Luisa rose and dusted off the seat of her pants. Curiosity was her downfall. She’d gotten into more than one jam because of it. What he did for a living didn’t matter. She had to get through the next few weeks until he left her in peace, and normalcy returned.

A horse’s trumpeting scream shattered her afternoon. Her heart tumbled to the bottom of her chest. The shriek came again--Royal Knight. Rooster charged out of the water and bolted into the brush. Luisa grabbed her things and ran after him, dodging through the mesquite, and taking a straight line to the barn. Thorns caught and tore her skin and jerked patches of cloth from her shirt.

A prayer ran through her mind, the words keeping time with her steps.

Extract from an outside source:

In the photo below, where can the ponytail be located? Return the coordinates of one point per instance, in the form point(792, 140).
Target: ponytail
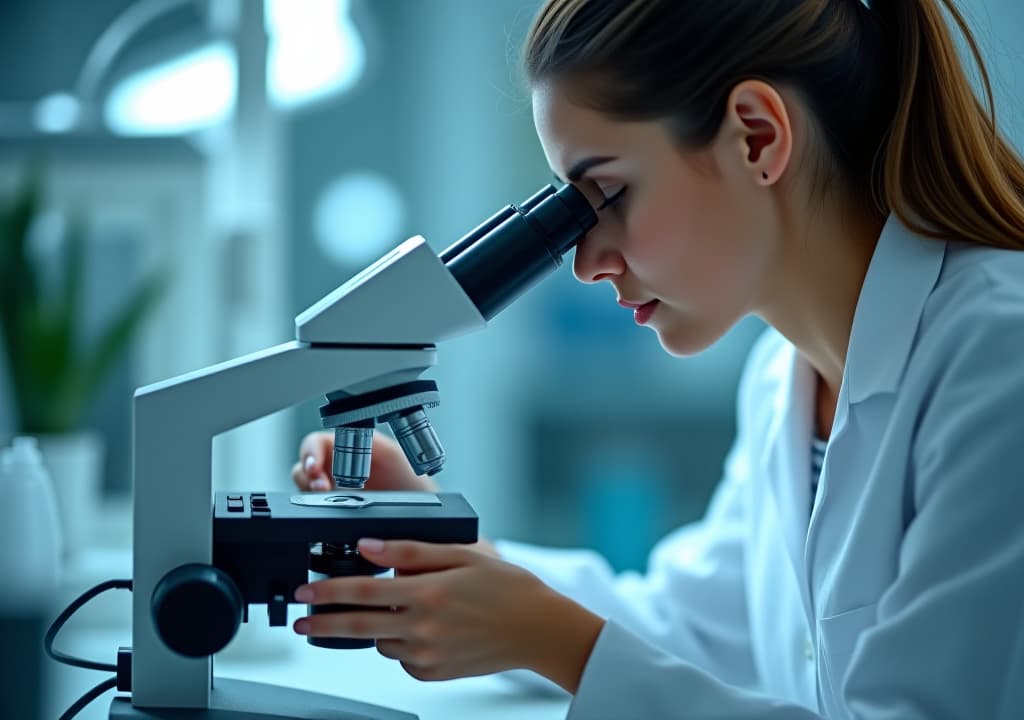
point(945, 170)
point(915, 142)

Something terrified her animals, and she knew instinctively she’d need help to make things right.

She swung around the last corner of the barn holding the walking stick like a weapon. Kicking and snorting ricocheted off the walls. Luisa scanned the aisle expecting to find a javelina or mountain lion terrifying the horse. She didn’t see a thing. She hurried down the aisle to Knight’s stall.

“Whoa, Knight. What the devil’s gotten into you?”

A quick look into his stall revealed nothing. Her hair had swung loose, and she pushed it behind her ears. Luisa sagged against the door and sucked air into her gasping lungs.

“You scared me half to death. What’s the matter?”

Knight continued to pace and whinny. He charged to the back of his stall and dug in the dirt as though trying to get through the wall to the pen beyond. Dirt billowed around him, clumps flying up and over his door.

“Knight, settle--oh, no!”

She ran from the building and skidded around the corner. Luisa hurried toward the corral. Sweaty lather covered Queen of Knights where she lay curled on the ground. The mare rolled onto her side, moaned, then rolled back onto her belly. She gently nipped at her pulsing side.

“Queenie, you’re not due for two weeks. Blast.”

Luisa grabbed a halter from the fence post and went to the mare’s head. “Easy girl. Easy pretty baby,” she crooned, sliding the leather over Queenie’s head. “Come on, up you go. We need to go inside.” She tugged on the lead, but the mare groaned and lay back in the dirt. “Come on, girl.”

She pulled harder, but it didn’t work. “Get her up, Rooster,” she snapped. He ran to the mare’s hip and nipped at her, then barked. The mare lumbered clumsily to her feet. Luisa led her to an inside stall with the dog following to keep her moving. She quickly broke open a bale of straw and spread it over the dirt floor.

Queenie dropped into the fresh bedding with a groan. Luisa hurried to grab towels and medical supplies. When she returned, one tiny hoof showed under the mare’s tail.

“Bless this birth and this new baby,” Luisa whispered as she dropped to her knees and felt for the other foot and the baby’s nose.

They weren’t where they should be. Fear trembled through Luisa. She reached inside the mare for the other hoof, then pulled as hard as she could. Nothing happened. “Damn it!” Frustration choked her. She pulled again. Beads of sweat popped out on her forehead and ran into her eyes. The foal’s nose and foot were tangled and wedged inside the mare. They wouldn’t budge. She wasn’t strong enough.

Terror grabbed Luisa by the throat. She could lose them both without help. “Son-of-a-bitch. What now?”

She wiped sweat from her eyes on her sleeve. Thoughts whirled. The vet was too far away. Pulling the foal like her father had done with calves would hurt Queenie and the baby.